Elo ratings are a ubiquitous system for ranking individuals/teams who compete in pairs. They began as a chess rating system, designed by Arpad Elo, but have since spread to sports and elsewhere (here’s an application in education). As a result, there is a lot of info out there on how to compute Elo ratings, presumably because they’re easy to understand and surprisingly good at forecasting. Heck, pretty much all of Nate Silver’s 538 sports coverage revolves around it. Here’s their forecast going into the last Superbowl … I guess they called it?
But there are very, very few resources on how the ratings work. I don’t mean what the formula is, I mean why the formula is what it is. What is the deeper statistical truth going on here?
I’m going to take a schwack at this. I’ll explore the Elo ratings as weights of a logistic regression found through stochastic gradient descent. A few other resources mention or hint at this interpretation, but their explanations feel cursory at best to me. (This also helps me connect Elo to its more typical framing as an AR(1) autoregressive process, where things like 538’s autocorrelation adjustment come in, since SGD is itself interpretable this way too.)
My hope is that placing Elo in a statistical learning framework will allow us to extend it, or improve it.

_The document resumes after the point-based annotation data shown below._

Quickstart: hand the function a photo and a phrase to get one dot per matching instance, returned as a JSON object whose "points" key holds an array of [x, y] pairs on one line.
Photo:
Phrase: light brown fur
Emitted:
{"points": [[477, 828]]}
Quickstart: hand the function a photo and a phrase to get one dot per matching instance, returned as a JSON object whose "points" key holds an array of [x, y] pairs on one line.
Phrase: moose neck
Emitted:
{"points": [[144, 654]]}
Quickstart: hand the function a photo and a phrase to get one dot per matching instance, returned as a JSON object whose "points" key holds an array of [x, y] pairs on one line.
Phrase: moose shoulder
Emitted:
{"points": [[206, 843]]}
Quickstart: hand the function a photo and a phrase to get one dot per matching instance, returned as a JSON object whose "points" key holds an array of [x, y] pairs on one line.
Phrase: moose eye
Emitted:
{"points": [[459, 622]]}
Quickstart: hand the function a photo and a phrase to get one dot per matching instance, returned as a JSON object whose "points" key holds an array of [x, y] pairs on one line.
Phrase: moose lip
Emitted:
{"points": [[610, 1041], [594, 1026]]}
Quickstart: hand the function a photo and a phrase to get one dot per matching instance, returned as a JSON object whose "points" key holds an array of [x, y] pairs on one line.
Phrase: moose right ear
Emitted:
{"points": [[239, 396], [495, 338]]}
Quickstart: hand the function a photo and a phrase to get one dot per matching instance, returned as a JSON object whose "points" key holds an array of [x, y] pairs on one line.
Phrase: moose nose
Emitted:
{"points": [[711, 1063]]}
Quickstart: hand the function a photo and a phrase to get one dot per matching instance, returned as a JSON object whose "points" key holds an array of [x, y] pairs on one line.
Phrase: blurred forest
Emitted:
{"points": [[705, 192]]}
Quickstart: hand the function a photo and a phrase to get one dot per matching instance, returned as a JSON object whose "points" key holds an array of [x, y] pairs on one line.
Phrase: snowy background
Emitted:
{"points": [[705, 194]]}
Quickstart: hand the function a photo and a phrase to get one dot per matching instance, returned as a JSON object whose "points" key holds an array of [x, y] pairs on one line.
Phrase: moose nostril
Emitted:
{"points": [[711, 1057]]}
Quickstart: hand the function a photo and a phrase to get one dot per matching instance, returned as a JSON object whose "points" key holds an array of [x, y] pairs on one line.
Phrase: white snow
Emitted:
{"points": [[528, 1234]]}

CAVEAT: An ulterior motive of this post is to lure the casual sports analytics enthusiast into a deeper understanding of stats, so if you have a PhD in statistics and a lot of this seems pedantic … my bad. (Also, if you find errors, let me know!)
Let’s say Team \(i\) and Team \(j\) have Elo ratings \(\text{elo}_i\) and \(\text{elo}_j\). They play a game against each other. This results in the update
\[\begin{equation} \text{elo}_{i}^{(\text{new})} = \text{elo}_{i}^{(\text{old})} + k (t_{ij} - \text{Pr}(i \text{ beats } j)) \label{eq:elo} \end{equation}\]and the corresponding update for \(j\). Here \(k\) is the “k”-factor, \(t_{ij} = 1\) if \(i\) beats \(j\) (0 otherwise) is the game outcome, and \(\text{Pr}(i \text{ beats } j)\) is the probability that \(i\) wins the game. The k-factor captures how much impact a single game has on the ranking, so for example, 538 uses 20 for NFL games and 4 for MLB games. The probability of winning is defined as a weird base-10 sigmoid function of the difference in ratings:
\[\text{Pr}(i \text{ beats } j) = \frac{1}{1+10^{-(\text{elo}_i - \text{elo}_j)/400}}\]That 400 is typically described as a “scale factor” (but why 400?). The base 10 comes because, for whatever reason, Arpad Elo decided to use \(\log_{10}\) odds instead of the typically \(\log_e\) odds.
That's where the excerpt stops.